Baker was dismissed from his customs position in Nogales, Arizona, as a result of a series of incidents that began in December 1905 with the suicide of a friend, Charles J. Notter, in Los Angeles while Baker was out on a buggy ride with Notter's wife. When they returned, Mrs. Notter found her husband's body, dead, with a bullet in the heart. Baker and Mrs. Notter each told authorities that Notter had "brooded" and killed himself over money worries because he had lost a fortune when they were all living together in Nogales.
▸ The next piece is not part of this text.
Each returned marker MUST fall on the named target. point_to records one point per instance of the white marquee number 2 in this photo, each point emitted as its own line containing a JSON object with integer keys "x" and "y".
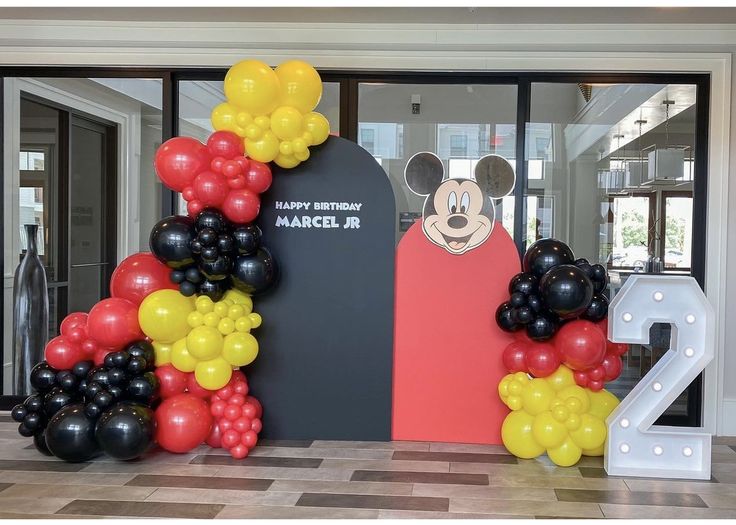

A Bisbee, Arizona, newspaper reported later that the suicide "is said to be due to Baker's friendship for the wife."

In late January, two "special inspectors" arrived in Nogales to investigate. Baker said he offered his resignation as collector of customs but it was refused, and in early February 1906 it was announced that he had been "summarily removed" from the office on a charge of "immorality." Baker said he "absolutely" denied that his "relations with the family were other than a true friend of both." He said the removal was caused by political enemies who had been after his job.

Two months later, in April 1906, the Los Angeles Times, under a headline that read "Fired for Wearing Mask?" reported from Douglas, Arizona, that:

Sensational in the extreme are the stories current incidental to the removal of Edwin Baker as customs collector at Nogales, whose affairs have been subjected to the scrutiny of Inspector Ayers of the Treasury Department for several days past.

It is alleged that shortly before Baker was succeeded by McCord, a Secret Service man, endeavoring to place his hands on a diamond smuggler, was thunderstruck to tear off a heavy false beard which revealed the wearer to be none other than the collector of customs himself.

It is said that Baker succeeded in dissipating the diamond-smuggling story, but in doing so was also obliged to disclose a house on the Mexican side of the line where he had fitted up a harem after Turkish style. He had three "housekeepers."